I think OpenAI and all the other chat LLMs are going to face a constant battle to match personality with general zeitgeist and as the user base expands the signal they get is increasingly distorted to a blah median personality.

It's a form of enshittification perhaps. I personally prefer some of the GPT-5 responses compared to GPT-5.1. But I can see how many people prefer the "warmth" and cloying nature of a few of the responses.

In some sense personality is actually a UX differentiator. This is one way to differentiate if you're a start-up. Though of course OpenAI and the rest will offer several dials to tune the personality.

it's hilarious that they use something about meditation as an example. That's not surprising after all, AI and mediation apps are sold as one-size-fits-all kind of solutions for every modern day problem.

Since Claude and OpenAI made it clear they will be retaining all of my prompts, I have mostly stopped using them. I should probably cancel my MAX subscriptions.

Instead I'm running big open source models and they are good enough for ~90% of tasks.

The main exceptions are Deep Research (though I swear it was better when I could choose o3) and tougher coding tasks (sonnet 4.5)

  • Source? You can opt out of training, and delete history, do they keep the prompts somehow?!

    • It's not simply "training". What's the point of training on prompts? You can't learn the answer to a question by training on the question.

      For Anthropic at least it's also opt-in not opt-out afaik.

      1 reply →

    • 1. Anthropic pushed a change to their terms where now I have to opt out or my data will be retained for 5 years and trained on. They have shown that they will change their terms, so I cannot trust them.

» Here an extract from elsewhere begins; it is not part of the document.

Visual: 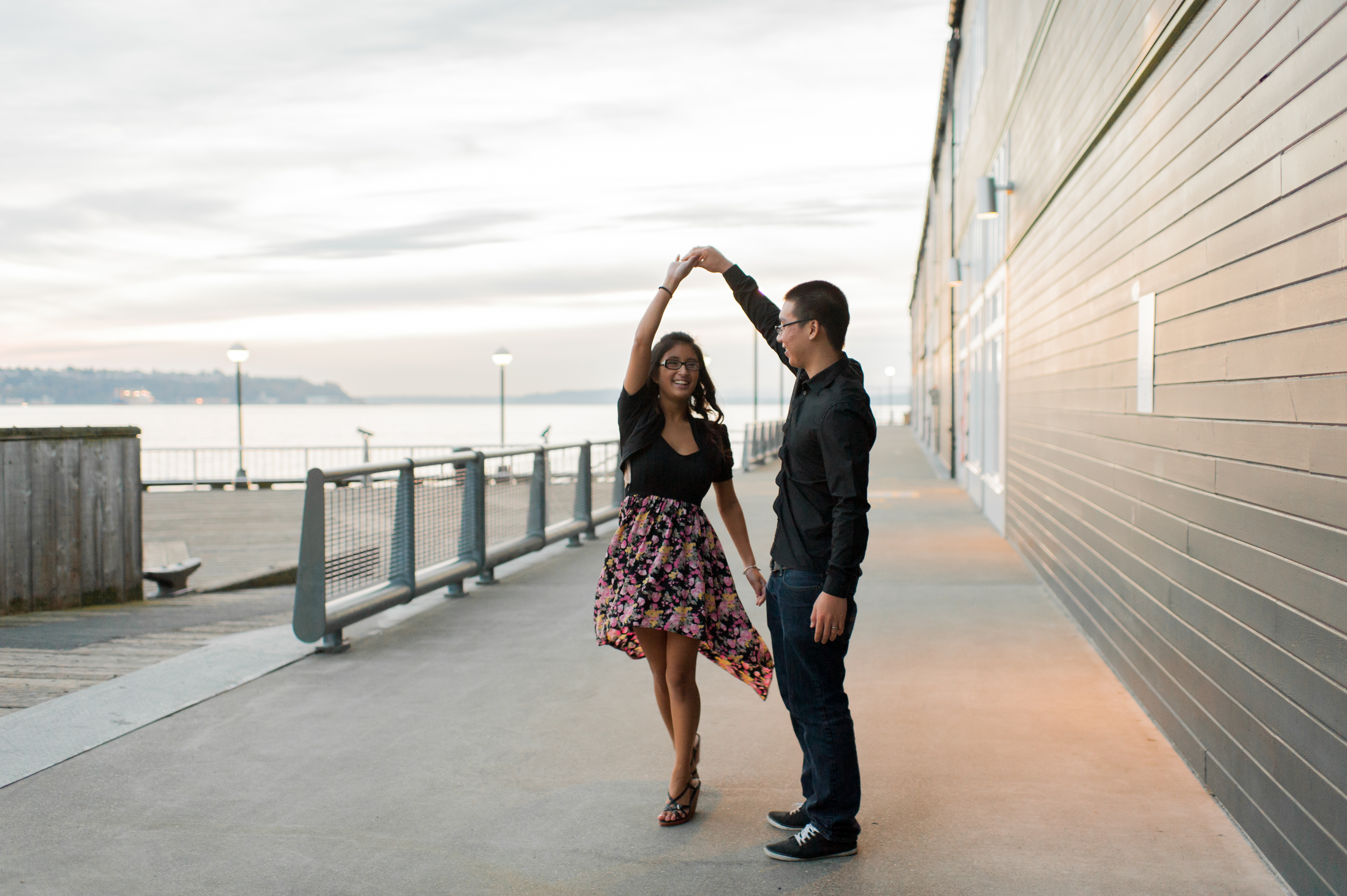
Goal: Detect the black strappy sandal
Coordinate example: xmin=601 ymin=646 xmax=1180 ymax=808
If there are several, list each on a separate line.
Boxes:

      2. OpenAI is run by someone who already shows he will go to great lengths to deceive and cannot be trusted, and are embroiled in a battle with the New York Times that is "forcing them" to retain all user prompts. Totally against their will.

Yay more sycophancy. /s

I cannot abide any LLM that tries to be friendly. Whenever I use an LLM to do something, I'm careful to include something like "no filler, no tone-matching, no emotional softening," etc. in the system prompt.